The Banjo Is Reclaiming Its Black Roots In American Music

The Banjo Player


Early American banjo music is Black music. The banjo was created by enslaved African Americans, and according to the Smithsonian Institute, up until the 1830s, the banjo was exclusively an African American tradition. Banjo history has since been colonized and rewritten, but today, an increasingly growing number of people are ushering in a Black banjo revival.

The banjo is a time machine. For centuries before colonialism, its music connected our ancestors to place, history, and heritage. This can also be seen in the banjo’s role as a storytelling tool, its tunes often accompanying oral histories as they were passed down through generations. Later, it connected people who were stolen from Africa back to their roots and to their forebears. It was a slice of freedom for enslaved African Americans, a source of respite and resistance from the brutalities of slavery. Today, it still offers a sense of connection that transcends time and place.

But how do we contextualize this spiritual and material culture of the banjo? Black String Theory helps offer a foundation for that understanding. Ultimately, for Black communities in Africa and across the diaspora, music has never been about commodification, but about community.

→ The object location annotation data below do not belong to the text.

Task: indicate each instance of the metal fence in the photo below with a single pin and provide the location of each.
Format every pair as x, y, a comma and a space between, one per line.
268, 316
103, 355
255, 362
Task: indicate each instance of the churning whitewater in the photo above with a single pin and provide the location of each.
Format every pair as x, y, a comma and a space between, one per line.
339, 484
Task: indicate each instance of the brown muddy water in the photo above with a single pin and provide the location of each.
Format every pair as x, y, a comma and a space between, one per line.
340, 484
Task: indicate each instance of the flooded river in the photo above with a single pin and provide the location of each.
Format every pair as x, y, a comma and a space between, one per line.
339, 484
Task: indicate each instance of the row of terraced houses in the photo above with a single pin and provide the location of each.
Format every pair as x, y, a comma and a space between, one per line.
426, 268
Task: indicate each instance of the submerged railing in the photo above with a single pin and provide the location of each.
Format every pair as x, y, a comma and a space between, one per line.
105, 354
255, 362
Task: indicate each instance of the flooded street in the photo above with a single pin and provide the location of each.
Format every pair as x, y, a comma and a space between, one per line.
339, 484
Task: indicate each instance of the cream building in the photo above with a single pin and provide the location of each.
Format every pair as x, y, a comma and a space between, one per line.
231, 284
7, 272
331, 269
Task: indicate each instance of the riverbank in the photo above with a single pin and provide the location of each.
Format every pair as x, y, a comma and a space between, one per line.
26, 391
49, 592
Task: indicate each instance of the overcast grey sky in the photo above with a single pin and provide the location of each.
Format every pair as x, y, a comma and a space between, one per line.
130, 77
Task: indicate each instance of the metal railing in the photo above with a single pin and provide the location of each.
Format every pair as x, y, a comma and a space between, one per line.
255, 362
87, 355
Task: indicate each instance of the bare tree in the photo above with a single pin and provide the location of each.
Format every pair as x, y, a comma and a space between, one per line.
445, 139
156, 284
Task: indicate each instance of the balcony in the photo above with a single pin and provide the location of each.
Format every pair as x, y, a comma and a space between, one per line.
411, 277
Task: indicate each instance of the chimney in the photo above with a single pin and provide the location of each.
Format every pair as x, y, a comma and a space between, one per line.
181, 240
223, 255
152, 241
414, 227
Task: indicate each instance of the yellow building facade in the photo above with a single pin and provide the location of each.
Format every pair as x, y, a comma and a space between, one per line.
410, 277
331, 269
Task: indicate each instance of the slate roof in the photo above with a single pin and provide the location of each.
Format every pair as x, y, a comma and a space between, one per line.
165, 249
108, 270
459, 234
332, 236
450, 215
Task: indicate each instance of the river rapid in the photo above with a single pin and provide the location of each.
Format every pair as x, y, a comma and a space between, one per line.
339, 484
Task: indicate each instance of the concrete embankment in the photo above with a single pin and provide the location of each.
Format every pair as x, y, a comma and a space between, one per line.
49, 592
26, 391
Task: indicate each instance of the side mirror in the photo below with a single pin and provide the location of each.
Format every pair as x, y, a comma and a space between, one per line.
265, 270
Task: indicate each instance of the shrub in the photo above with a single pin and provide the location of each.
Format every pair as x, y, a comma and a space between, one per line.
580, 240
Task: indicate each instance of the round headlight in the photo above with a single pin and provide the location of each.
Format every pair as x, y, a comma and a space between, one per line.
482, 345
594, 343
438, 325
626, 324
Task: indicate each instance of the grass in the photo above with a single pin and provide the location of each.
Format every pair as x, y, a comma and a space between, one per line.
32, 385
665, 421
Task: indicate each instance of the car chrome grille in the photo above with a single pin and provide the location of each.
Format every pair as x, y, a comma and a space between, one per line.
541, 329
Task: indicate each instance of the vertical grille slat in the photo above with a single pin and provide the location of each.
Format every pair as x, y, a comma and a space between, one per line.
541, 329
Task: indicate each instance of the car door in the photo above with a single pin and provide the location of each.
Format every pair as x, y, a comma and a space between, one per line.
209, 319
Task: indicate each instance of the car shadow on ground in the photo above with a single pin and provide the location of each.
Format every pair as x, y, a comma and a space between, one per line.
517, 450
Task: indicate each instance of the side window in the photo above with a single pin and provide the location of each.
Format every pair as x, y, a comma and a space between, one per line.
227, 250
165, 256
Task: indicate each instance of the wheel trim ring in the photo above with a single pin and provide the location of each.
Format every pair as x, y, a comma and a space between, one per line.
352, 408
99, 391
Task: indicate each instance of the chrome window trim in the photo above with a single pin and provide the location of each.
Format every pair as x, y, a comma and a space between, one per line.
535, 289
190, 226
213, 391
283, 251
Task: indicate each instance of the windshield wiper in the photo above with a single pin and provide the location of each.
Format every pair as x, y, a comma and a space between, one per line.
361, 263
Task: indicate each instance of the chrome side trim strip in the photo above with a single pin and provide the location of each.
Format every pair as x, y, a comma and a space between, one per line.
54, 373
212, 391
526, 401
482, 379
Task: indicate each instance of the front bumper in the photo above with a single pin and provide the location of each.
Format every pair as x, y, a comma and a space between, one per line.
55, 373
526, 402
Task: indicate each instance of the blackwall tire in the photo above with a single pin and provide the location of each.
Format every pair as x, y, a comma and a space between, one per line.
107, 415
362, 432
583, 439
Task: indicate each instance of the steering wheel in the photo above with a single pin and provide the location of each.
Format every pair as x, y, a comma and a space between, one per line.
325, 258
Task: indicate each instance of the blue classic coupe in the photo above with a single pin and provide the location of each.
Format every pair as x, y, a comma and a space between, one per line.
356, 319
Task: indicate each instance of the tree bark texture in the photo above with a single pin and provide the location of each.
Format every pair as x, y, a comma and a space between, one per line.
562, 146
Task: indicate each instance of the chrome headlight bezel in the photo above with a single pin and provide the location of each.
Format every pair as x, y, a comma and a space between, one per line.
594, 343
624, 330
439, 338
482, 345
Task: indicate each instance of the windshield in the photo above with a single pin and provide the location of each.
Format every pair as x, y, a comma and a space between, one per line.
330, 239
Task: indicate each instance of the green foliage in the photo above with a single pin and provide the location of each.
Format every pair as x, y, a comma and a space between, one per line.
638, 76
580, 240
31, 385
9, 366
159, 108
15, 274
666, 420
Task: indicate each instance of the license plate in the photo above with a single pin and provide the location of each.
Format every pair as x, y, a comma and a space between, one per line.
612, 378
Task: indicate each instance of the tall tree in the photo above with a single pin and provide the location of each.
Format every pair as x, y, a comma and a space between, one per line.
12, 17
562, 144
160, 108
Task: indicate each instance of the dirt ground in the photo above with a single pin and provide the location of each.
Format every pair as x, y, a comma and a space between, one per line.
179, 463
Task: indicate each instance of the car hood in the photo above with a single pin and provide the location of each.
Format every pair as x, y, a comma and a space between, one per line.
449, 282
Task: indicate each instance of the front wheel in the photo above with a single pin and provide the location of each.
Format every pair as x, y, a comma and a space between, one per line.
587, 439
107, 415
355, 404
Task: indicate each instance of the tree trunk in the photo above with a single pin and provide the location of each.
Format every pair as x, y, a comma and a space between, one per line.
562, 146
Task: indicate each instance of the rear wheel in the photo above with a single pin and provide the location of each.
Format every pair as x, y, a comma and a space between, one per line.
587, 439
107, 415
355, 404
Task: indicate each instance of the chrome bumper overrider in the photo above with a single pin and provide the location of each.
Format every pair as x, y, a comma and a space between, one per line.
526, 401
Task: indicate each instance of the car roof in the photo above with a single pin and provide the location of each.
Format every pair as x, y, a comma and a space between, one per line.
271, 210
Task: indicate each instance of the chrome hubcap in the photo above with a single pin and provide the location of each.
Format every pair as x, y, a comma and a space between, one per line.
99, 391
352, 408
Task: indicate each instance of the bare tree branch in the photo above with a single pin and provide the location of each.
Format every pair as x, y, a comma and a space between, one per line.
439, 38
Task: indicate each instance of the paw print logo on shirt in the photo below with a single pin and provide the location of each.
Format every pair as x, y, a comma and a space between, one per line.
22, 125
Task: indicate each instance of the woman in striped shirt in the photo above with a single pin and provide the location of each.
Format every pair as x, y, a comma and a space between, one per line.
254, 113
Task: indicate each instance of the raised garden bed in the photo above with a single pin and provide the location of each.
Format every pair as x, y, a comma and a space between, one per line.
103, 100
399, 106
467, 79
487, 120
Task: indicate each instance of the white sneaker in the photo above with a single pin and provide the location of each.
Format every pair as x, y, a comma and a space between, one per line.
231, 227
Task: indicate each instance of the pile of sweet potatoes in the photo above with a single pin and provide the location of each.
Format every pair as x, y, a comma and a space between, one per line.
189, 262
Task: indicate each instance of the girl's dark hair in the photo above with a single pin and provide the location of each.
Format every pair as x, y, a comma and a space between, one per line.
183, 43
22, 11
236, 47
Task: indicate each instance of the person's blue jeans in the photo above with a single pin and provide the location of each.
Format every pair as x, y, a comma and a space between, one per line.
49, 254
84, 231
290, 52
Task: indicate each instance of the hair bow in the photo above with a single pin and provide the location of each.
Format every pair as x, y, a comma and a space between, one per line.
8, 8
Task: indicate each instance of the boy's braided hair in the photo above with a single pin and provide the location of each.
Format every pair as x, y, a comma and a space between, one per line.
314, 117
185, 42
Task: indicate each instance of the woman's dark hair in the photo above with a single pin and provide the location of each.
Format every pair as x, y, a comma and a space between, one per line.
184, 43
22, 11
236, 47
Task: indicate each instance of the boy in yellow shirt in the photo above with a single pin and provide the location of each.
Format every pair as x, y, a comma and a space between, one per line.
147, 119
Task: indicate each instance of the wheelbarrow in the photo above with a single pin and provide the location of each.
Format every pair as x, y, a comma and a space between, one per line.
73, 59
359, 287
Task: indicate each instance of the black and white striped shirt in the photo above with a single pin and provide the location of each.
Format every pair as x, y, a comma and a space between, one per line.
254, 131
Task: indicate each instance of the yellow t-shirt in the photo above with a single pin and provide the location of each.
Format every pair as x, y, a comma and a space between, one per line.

“We have to first look at our family histories and understand that music has always been rooted in ceremony and spirit,” says folklorist, educator, and musician Sulé Greg C. Wilson. “Even the most ‘get down’ party is still a ritual and a ceremony. When our ancestors created their own music, everyone had the right and the opportunity to be part of that, and be part of the musical community.” Wilson notes that, in Black cultures, there traditionally is no separation between the sacred and the secular. “When you’re making music, you are bringing community together. You are bringing spirit down. You are conjoining the present, the ancestors, and the future. And so, Black String Theory puts our cultural instruments into a historical and futurist perspective.”